Bjugstad has 17 points in his last 18 games. It’s as if his last two injury-filled seasons put his career on hold and this year he’s finally resuming his career again — sort of a third attempt at his third NHL season. Last year was so horrible that we, along with most people, had completely written him off. But if he’s finally put injuries behind him, he’s a great candidate for another step forward next year as a 26-year-old. Think of a point output in the mid-50s.

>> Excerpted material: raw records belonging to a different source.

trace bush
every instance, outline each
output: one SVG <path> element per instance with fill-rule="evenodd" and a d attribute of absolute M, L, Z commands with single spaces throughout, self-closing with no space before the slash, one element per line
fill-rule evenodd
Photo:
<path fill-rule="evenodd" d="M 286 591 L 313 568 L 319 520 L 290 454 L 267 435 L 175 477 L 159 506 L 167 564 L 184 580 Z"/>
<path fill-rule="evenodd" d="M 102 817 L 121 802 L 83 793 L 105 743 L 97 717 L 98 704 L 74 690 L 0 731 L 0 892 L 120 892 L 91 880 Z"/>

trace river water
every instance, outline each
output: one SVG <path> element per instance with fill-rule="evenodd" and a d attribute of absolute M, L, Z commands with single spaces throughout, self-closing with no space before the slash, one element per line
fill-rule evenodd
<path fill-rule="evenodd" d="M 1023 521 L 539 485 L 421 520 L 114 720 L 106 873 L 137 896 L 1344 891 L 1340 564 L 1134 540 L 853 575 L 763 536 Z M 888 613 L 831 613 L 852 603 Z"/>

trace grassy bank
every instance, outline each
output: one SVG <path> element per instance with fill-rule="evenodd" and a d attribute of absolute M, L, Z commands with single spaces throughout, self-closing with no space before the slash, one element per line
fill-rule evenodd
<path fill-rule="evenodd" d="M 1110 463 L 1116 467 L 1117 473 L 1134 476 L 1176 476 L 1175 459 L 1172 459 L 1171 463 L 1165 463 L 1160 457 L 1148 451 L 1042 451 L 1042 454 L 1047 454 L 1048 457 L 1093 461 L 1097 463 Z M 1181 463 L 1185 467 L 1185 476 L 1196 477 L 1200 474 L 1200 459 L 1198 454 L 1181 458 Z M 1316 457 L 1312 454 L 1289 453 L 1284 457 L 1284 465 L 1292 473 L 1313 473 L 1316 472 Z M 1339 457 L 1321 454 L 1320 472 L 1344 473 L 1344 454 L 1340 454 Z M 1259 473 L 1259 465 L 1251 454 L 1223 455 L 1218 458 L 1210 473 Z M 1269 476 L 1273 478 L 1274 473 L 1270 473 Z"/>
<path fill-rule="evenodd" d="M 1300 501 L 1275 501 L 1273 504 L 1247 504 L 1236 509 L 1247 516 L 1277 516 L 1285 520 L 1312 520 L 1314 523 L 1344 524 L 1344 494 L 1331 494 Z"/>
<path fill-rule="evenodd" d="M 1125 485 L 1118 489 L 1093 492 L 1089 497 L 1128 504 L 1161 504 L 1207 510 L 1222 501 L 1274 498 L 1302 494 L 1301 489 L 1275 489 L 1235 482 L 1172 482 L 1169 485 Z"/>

19. The Blackhawks knew what they were doing when they traded Ryan Hartman to the Predators. We had never been impressed with him as a prospect and then we were shocked when he became an NHL regular last year. We were shocked once again when he began this season with five big games. But he’s since come back down to earth and now he’s just another depth guy. Really not impressed with what we’ve seen, nor the stat trends with him. The Hawks got a first-round pick and a solid prospect in Victor Ejdsell.

20. Man, what could have been with Ryan Ellis this year. If he can stay healthy, he can outproduce P.K. Subban and Roman Josi and perhaps even hang up there with Erik Karlsson, John Klingberg, Brent Burns, and Shayne Gostisbehere. Ellis has 22 points in 30 games, and 13 points in his last 11 games. Keep in mind that he needed a few games as a ‘training camp’ of sorts. At 27, he’s in his prime. The problem is, he missed 38 games this year, 11 last year, three the year prior, and 24 the season before that. That’s 76 games missed in four seasons. Or, 19 per season. But man, we’re very bullish on him next year if you don’t mind a 65-game player.